The body normally maintains a temperature of around 37oC (98.6oF). When the body temperature dips below 35oC (95oF) it is known as hypothermia. Moderate hypothermia can usually be reversed with treatment, however, severe hypothermia – when the body’s core temperature drops below 30oC (86oF) – is often fatal. The severity of hypothermia is determined on the speed of onset and how low the body temperature drops. In all cases, it's important to always persist with life-saving procedures until help arrives as survival may be possible even after prolonged periods of resuscitation.



What to look for

  • Shivering, cold and pale skin
  • Apathy, disorientation or irrational behaviour
  • Lethargy or impaired responsiveness
  • Slow and shallow breathing
  • Slow and weakening pulse
  • In extreme cases, the heart may stop

 

What to do

Follow the steps below:

Treating hypothermia when outdoors

Step 1

Take the casualty to shelter as soon as possible.

Step 2

If possible, remove and replace any wet clothing. Do not give them your clothes.
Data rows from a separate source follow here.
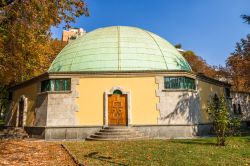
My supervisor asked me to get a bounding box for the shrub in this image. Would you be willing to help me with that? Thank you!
[207,94,240,146]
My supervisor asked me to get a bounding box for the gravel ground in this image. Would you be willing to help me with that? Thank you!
[0,140,76,166]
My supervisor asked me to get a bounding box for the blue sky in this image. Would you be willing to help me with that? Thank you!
[51,0,250,65]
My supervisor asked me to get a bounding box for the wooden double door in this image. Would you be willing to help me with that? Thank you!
[108,94,128,126]
[18,100,24,127]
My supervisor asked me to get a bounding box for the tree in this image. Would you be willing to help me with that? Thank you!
[0,0,89,116]
[241,14,250,24]
[226,35,250,91]
[0,0,89,85]
[179,51,217,78]
[207,94,240,146]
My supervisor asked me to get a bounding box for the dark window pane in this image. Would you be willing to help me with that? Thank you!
[164,77,195,90]
[41,80,50,92]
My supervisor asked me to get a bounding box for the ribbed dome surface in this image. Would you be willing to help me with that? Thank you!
[49,26,191,72]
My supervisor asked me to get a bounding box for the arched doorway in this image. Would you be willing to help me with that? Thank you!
[18,98,24,127]
[108,89,128,126]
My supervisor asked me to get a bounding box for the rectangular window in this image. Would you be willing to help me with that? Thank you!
[164,77,196,90]
[41,79,71,92]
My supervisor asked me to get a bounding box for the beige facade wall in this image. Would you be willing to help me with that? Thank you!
[6,83,37,126]
[76,77,159,125]
[198,80,225,123]
[156,76,199,125]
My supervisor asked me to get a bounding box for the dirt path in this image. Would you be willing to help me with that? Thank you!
[0,140,76,166]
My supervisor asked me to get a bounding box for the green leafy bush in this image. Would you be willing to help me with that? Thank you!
[207,94,240,146]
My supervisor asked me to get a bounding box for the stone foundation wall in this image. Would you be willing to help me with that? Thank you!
[25,124,212,140]
[134,124,212,139]
[45,126,102,140]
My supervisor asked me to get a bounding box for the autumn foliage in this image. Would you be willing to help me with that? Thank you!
[0,0,89,85]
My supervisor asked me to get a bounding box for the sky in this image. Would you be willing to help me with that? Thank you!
[51,0,250,66]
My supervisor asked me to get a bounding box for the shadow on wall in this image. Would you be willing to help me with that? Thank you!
[161,92,200,124]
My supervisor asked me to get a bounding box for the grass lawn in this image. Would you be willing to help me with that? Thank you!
[64,136,250,166]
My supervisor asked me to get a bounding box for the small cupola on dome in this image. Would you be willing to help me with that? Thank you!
[48,26,191,72]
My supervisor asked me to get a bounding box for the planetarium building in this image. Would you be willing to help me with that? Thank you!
[6,26,230,139]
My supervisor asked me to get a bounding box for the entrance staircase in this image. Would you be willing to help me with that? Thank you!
[86,126,149,141]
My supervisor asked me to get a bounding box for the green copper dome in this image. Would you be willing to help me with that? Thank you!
[49,26,191,72]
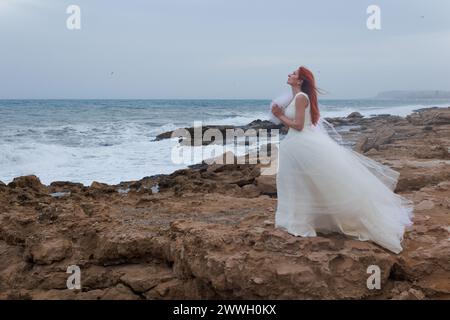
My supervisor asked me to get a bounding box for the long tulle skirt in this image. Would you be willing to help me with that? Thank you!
[275,127,413,253]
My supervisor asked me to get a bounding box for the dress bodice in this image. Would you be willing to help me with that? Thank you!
[284,92,312,131]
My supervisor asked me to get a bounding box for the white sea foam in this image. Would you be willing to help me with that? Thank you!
[0,100,450,185]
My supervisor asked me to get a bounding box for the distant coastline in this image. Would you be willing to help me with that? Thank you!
[375,90,450,99]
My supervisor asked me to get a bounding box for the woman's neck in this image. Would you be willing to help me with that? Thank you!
[292,88,302,96]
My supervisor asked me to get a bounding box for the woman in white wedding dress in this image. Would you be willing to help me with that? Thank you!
[272,67,413,253]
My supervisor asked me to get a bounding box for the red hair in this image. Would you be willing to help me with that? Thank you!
[298,66,320,125]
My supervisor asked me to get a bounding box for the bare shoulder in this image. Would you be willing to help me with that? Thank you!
[295,94,308,108]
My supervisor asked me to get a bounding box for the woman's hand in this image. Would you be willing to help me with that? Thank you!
[272,103,284,118]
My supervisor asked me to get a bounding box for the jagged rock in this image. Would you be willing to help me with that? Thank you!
[30,239,72,264]
[256,175,277,196]
[8,175,46,192]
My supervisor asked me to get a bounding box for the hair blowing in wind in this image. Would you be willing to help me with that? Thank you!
[298,66,320,125]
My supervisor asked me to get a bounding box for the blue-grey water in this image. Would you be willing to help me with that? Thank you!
[0,99,450,184]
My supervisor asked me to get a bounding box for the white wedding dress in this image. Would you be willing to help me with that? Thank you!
[275,92,413,253]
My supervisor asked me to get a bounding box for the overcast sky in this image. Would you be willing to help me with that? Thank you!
[0,0,450,99]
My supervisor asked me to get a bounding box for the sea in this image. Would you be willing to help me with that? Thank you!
[0,99,450,185]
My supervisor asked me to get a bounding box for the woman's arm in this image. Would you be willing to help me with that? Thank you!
[277,94,308,131]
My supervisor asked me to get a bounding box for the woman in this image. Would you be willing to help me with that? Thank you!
[272,67,413,253]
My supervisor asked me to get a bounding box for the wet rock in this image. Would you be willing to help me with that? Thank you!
[30,239,72,264]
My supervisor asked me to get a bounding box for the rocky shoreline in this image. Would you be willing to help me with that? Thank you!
[0,107,450,299]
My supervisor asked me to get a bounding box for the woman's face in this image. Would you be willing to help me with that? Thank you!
[287,69,300,86]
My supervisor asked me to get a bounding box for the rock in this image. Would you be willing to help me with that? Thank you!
[415,200,434,210]
[255,175,277,196]
[120,265,175,293]
[8,175,46,192]
[30,239,72,264]
[101,284,139,300]
[0,105,450,299]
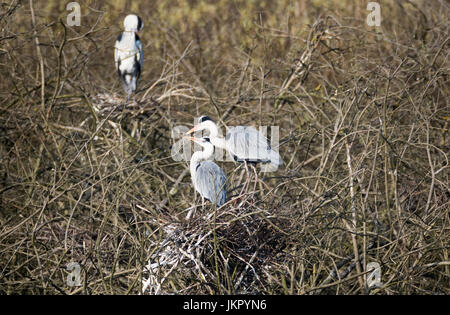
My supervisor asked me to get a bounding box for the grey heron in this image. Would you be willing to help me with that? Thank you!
[188,137,227,207]
[187,116,283,191]
[114,14,144,99]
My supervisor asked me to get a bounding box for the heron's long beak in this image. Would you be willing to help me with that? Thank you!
[186,126,197,135]
[183,136,197,142]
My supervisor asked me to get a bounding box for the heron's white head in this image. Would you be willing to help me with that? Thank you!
[186,116,218,137]
[123,14,144,33]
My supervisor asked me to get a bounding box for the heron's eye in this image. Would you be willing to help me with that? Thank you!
[198,116,213,123]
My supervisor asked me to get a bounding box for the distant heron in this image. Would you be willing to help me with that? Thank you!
[187,116,283,187]
[188,137,227,207]
[114,14,144,99]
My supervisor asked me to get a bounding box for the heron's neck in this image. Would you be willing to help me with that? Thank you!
[204,123,226,149]
[189,145,214,176]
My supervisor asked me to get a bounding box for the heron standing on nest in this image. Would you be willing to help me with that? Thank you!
[187,137,227,218]
[114,14,144,99]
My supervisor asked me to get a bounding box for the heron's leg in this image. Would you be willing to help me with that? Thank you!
[240,160,250,195]
[250,164,259,191]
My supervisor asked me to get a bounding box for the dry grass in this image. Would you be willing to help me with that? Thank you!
[0,0,450,294]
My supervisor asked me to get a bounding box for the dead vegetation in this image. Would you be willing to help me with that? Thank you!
[0,0,450,294]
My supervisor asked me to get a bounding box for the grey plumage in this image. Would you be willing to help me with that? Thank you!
[225,126,283,166]
[190,137,227,207]
[188,116,283,168]
[114,14,144,97]
[194,161,227,207]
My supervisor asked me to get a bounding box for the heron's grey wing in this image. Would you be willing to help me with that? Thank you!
[195,161,227,206]
[227,126,271,162]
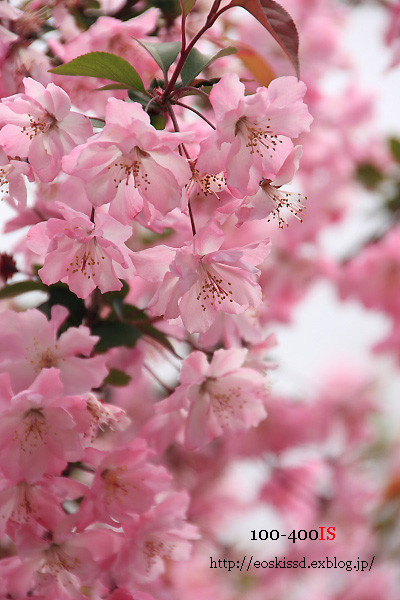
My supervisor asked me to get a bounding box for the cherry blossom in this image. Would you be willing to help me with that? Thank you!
[0,77,92,181]
[0,368,87,483]
[0,148,32,209]
[81,438,171,525]
[206,74,312,194]
[28,206,134,298]
[157,348,268,448]
[0,306,108,394]
[133,224,269,332]
[63,99,191,223]
[114,492,199,586]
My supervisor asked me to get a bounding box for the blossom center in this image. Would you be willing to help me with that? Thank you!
[15,408,49,454]
[101,467,129,502]
[22,113,57,140]
[109,146,150,190]
[196,261,233,311]
[235,117,282,158]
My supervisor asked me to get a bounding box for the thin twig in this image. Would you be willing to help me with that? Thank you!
[143,363,174,394]
[175,100,216,131]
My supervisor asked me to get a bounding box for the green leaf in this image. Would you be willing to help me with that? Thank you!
[150,114,167,130]
[103,369,132,387]
[38,283,86,330]
[128,89,153,108]
[226,0,300,77]
[94,83,132,92]
[89,117,106,129]
[101,280,130,304]
[0,280,48,300]
[180,0,196,16]
[50,52,145,92]
[92,321,142,352]
[136,40,182,73]
[389,138,400,163]
[181,46,237,85]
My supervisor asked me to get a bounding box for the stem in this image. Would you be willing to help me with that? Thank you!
[144,96,158,112]
[163,0,224,99]
[168,104,190,160]
[179,0,187,52]
[188,200,196,235]
[168,103,196,235]
[177,85,210,101]
[175,100,216,130]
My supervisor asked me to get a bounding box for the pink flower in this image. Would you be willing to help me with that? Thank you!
[206,73,312,196]
[0,148,32,208]
[0,306,108,394]
[156,348,268,449]
[80,438,171,525]
[0,368,88,483]
[0,477,86,535]
[236,146,306,229]
[12,517,120,600]
[27,205,134,298]
[114,492,199,586]
[63,98,191,223]
[133,223,269,333]
[0,77,93,181]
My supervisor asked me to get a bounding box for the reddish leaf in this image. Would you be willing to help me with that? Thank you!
[236,42,276,87]
[226,0,300,77]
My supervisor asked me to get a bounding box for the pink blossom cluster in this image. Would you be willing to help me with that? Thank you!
[0,0,400,600]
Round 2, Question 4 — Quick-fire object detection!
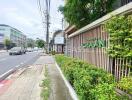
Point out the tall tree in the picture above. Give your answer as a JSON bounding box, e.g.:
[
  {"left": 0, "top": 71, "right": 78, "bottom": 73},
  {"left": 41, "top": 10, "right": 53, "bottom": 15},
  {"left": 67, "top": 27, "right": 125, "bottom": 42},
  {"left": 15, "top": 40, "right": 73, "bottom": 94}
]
[
  {"left": 59, "top": 0, "right": 116, "bottom": 28},
  {"left": 4, "top": 39, "right": 11, "bottom": 50}
]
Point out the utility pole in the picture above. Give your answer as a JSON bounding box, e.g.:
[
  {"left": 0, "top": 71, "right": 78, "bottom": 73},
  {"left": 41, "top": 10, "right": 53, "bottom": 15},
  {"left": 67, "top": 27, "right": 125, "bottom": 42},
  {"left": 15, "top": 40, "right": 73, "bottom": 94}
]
[
  {"left": 45, "top": 0, "right": 50, "bottom": 53},
  {"left": 46, "top": 11, "right": 49, "bottom": 53}
]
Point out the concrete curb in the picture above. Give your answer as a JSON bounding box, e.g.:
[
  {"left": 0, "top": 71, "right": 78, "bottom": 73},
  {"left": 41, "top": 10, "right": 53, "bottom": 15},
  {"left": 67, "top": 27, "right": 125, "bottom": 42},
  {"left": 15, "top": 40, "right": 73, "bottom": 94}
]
[
  {"left": 0, "top": 69, "right": 15, "bottom": 82},
  {"left": 55, "top": 62, "right": 79, "bottom": 100},
  {"left": 0, "top": 52, "right": 40, "bottom": 82}
]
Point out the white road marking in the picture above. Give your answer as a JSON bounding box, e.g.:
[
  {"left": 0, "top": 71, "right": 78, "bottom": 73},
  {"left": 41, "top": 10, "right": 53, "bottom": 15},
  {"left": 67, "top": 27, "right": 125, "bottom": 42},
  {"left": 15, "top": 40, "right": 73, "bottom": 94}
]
[
  {"left": 0, "top": 69, "right": 13, "bottom": 78},
  {"left": 0, "top": 58, "right": 6, "bottom": 61},
  {"left": 15, "top": 65, "right": 20, "bottom": 68},
  {"left": 0, "top": 84, "right": 4, "bottom": 88}
]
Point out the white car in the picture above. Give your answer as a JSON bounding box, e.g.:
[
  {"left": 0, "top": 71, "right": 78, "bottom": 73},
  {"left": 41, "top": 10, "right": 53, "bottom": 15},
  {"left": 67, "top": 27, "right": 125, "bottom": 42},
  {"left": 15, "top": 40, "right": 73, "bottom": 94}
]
[{"left": 9, "top": 47, "right": 26, "bottom": 55}]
Ensure their head is covered.

Step 3

Protect the casualty from the ground by lying them on a bed of dry leaves or blankets. Cover them with blankets or newspapers. Wrap them in a foil survival bag if available.

Step 4

Call 999/112 or send for emergency help.

Step 5

If the casualty is fully alert, encourage them to drink warm drinks and eat high energy foods such as chocolate.

Step 6

Monitor their breathing and level of response whilst waiting for help to arrive.


 

Treating hypothermia when indoors

Step 1

Rewarm the casualty by covering them in blankets and warm the room to about 25oC (77oF).

Step 2

Encourage them to drink a warm and drink and eat high energy foods such as chocolate.

Step 3

Seek medical advice; be aware that hypothermia may be disguising symptoms of other serious illnesses such as stroke and heart attack.

Step 4

Monitor their breathing, level of response and temperature whilst the casualty warms up.